J’ai récolté ça… Tu dois savoir comment. Si Legowen a raison, tu veilles sur nous à présent, alors tu as dû y assister. J’en avais besoin pour… pour enfin me débarrasser de ce doute qui me dévorait de l’intérieur.
Je sais désormais, au plus profond de moi, je l’ai enfin accepté. Tu m’as aimé. Malgré lui, malgré la place qu’il occupait. Tu m’as aimé. Et je t’ai aimée, Apolonie mon horizon.
Tu seras pour toujours quelque part au fond de moi, et je n’échangerais pour rien au monde ce que nous avons vécu.
Petit sourire.
Je sais aussi que tu n’aurais pas voulu me voir me morfondre comme je l’ai fait pendant des mois. Mais je crois que c’était une sorte de… passage nécessaire. Pour comprendre que poursuivre mon chemin ne signifiait pas t’oublier.
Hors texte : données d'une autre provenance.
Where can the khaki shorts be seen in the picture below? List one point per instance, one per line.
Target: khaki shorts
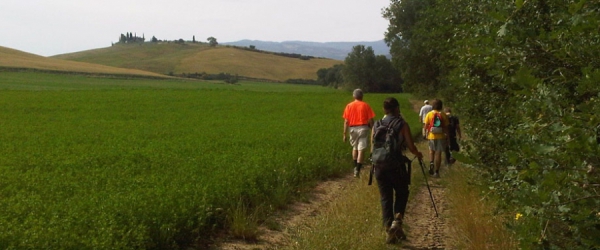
(438, 145)
(359, 137)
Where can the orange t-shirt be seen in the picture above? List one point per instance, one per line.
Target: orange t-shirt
(358, 113)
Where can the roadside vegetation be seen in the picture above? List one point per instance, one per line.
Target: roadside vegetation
(523, 76)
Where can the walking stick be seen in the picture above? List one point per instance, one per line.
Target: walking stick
(430, 194)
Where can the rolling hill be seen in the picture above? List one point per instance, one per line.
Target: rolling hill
(334, 50)
(173, 58)
(15, 59)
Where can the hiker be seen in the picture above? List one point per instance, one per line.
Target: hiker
(422, 113)
(436, 124)
(358, 119)
(454, 135)
(392, 176)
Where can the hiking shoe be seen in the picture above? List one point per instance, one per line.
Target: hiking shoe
(452, 160)
(395, 232)
(431, 168)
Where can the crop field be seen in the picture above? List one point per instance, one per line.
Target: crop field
(153, 164)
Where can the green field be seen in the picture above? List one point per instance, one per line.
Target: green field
(135, 163)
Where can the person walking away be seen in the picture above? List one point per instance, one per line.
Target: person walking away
(454, 135)
(358, 119)
(436, 124)
(391, 174)
(422, 113)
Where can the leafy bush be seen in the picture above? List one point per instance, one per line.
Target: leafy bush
(524, 77)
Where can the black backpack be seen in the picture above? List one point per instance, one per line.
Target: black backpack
(386, 147)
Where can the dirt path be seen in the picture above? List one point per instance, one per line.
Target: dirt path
(424, 229)
(293, 217)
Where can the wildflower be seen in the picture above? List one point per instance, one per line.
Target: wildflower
(518, 216)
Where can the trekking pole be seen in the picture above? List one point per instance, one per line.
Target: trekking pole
(371, 172)
(426, 182)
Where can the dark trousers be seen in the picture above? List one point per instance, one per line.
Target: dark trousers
(453, 146)
(393, 189)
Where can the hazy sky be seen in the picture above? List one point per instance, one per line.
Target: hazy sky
(51, 27)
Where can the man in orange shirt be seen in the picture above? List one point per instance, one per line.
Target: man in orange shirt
(358, 120)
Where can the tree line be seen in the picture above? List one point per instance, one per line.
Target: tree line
(362, 69)
(524, 77)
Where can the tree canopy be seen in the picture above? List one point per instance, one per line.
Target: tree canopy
(524, 77)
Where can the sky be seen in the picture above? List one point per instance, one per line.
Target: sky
(52, 27)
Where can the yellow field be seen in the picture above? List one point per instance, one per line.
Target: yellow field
(165, 58)
(11, 58)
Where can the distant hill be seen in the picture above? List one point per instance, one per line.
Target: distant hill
(191, 58)
(333, 50)
(15, 59)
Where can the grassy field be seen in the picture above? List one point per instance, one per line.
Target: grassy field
(165, 58)
(153, 164)
(31, 80)
(10, 58)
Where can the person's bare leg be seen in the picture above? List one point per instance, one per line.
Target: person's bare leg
(438, 160)
(359, 157)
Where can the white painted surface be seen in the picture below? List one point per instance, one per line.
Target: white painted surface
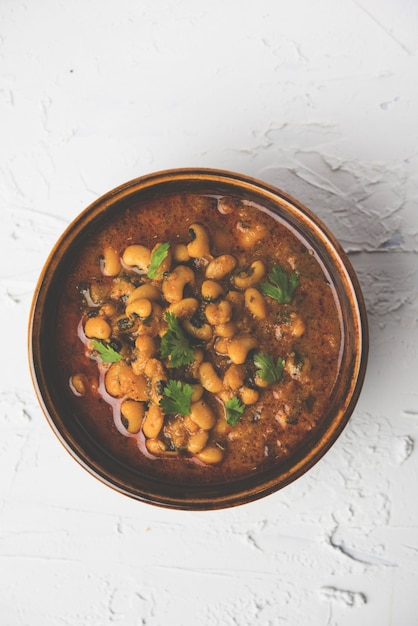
(319, 98)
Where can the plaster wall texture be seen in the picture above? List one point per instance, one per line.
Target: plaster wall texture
(319, 98)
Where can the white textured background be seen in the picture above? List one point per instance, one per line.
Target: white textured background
(319, 97)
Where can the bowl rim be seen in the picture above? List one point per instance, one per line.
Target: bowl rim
(244, 184)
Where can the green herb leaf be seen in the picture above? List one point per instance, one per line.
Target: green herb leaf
(283, 286)
(234, 410)
(176, 398)
(106, 353)
(268, 370)
(175, 344)
(157, 258)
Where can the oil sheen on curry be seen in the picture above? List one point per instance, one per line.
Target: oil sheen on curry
(200, 338)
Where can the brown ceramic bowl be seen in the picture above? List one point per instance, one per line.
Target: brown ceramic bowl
(62, 415)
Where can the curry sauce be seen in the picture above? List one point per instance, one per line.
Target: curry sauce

Que même si c’est dur, terriblement dur, il me faut continuer. Pour Ili, pour mes amis, pour tous ceux auxquels je tiens. Et qui tiennent à moi, comme ils me l’ont tant montré ces derniers mois.
Silence. Il était temps, désormais. Temps d’aller retrouver les autres. Ili, qui lui avait tellement manqué. Lilou et Grid. Lili et Frangor. Amandine et Cruzzi. Moiraine. Ninon. Bettym, peut être. Orckis… Et tous les autres.
Je viendrais, de temps en temps. Tu dois en sourire, où que tu sois. Tu dois te dire que ça ne sert pas à grand-chose, que c’est idiot de venir parler à un morceau de pierre. Mais ce n’est pas grave. Tu sais que je suis un peu idiot, parfois.
Un léger souffle de vent.
Au revoir, Apolonie. Au revoir…
Un dernier regard. Une légère sensation de brûlure au niveau de sa pommette. Diable… depuis combien de temps pleure-t-il ? Esquisse de sourire, avant de reprendre son chemin.
Sous ses pas, les graviers qui ornaient l’allée du cimetière crissaient légèrement. Une légère brise l’accompagnait, comme pour lui donner le courage qui risquait à tout instant de lui manquer. Son voyage était terminé. Il était rentré chez lui, enfin. Une paix, étrange, s’était installée en lui, une paix qui lui permettait de savoir, pour la première fois depuis si longtemps, qu’il pourrait vraiment continuer. Et qu’elle serait toujours là, à ses côtés, malgré son absence si douloureuse.
Arthur passa la grille du cimetière. Devant lui, Moulins s’éveillait.